The resulting temperature map is shown in Extended Data Fig. 5 and confirms what we already concluded from Extended Data Fig. 4, that is, that the HISA temperature cannot be higher than roughly 100 K, which results in a HISA column density NHISA of 3.5 × 1021 cm−2. For a density of 100 cm−3, this translates into a HI layer of 11 pc that compares well to other dominant molecular structures in Cygnus X, such as, for example, the DR21 ridge with a size of roughly 7 pc.

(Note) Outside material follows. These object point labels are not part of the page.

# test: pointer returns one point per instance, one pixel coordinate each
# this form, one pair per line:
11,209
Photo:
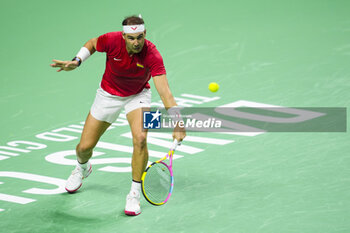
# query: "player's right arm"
71,65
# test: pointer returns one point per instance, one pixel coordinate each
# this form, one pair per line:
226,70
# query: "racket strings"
157,183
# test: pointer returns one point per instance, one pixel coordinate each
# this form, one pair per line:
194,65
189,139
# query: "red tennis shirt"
125,75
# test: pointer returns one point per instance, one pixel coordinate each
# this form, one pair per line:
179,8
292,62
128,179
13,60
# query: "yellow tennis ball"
213,87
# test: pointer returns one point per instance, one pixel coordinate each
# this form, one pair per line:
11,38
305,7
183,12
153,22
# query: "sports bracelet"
77,59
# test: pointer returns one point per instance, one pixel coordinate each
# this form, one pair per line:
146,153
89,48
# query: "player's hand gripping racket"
157,181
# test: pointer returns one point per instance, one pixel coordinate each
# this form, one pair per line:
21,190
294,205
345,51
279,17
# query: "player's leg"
104,111
139,140
134,111
139,161
93,130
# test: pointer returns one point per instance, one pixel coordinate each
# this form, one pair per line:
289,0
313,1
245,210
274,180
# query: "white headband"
134,28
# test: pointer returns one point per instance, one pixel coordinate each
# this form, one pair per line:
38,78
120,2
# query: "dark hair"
132,20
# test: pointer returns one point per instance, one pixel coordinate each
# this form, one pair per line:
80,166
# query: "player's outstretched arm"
162,86
86,51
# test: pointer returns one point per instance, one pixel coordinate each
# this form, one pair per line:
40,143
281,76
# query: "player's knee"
140,141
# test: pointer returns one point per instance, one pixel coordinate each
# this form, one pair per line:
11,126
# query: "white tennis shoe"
75,180
132,206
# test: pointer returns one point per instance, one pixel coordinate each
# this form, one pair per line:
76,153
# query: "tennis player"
131,61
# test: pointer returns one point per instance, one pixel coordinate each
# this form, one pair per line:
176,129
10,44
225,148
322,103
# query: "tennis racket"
157,181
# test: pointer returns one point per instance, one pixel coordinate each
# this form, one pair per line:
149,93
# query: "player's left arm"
163,89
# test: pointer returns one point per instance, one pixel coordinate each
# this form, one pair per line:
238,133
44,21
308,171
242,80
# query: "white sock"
135,187
82,165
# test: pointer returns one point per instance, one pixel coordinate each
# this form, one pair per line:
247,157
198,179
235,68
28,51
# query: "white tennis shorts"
107,107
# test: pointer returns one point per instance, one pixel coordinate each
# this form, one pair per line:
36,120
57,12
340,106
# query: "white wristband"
83,53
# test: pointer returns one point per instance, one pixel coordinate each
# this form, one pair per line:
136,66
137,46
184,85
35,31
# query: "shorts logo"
151,120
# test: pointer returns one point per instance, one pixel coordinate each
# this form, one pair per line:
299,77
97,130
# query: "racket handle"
175,144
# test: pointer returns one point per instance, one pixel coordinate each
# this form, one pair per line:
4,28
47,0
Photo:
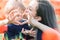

The Cygnus X star-forming complex and the distance problem

The Cygnus X star-forming region has for a long time been noticed as an outstanding area because it lies around l = 90o where the local galactic arm, the Perseus arm and the outer galaxy are found along the same line of sight, covering distances between 1 and 8 kpc. Since radial velocities around the tangent point in Cygnus X are close to zero, they do not provide reliable distances. This is why the Cygnus X region was long proposed to be an accumulation of clouds at various distances along the different spiral arms53. However, on the basis of CO data and arguments of UV illumination, ref. 17 proposed that most of the observed velocity components seen in CO were associated and part of a single complex despite the very large differences in velocities (around −5 to 18 km s−1). The main molecular cloud regions are DR21 (around −3 km s−1) and W75N (around 9 km s−1). At that time, it was not clear how such large relative velocities could co-exist spatially and inside a single event of star formation. The scenario of a single complex for Cygnus X17 has been confirmed by maser parallax measurements18, obtaining roughly the same distance for DR21 and W75N despite their velocity difference of roughly 12 km s−1. Our study now shows that the W75N and the HV atomic/molecular clouds are located in front of DR21 ([CII] emission and HI absorption) and interact with each other.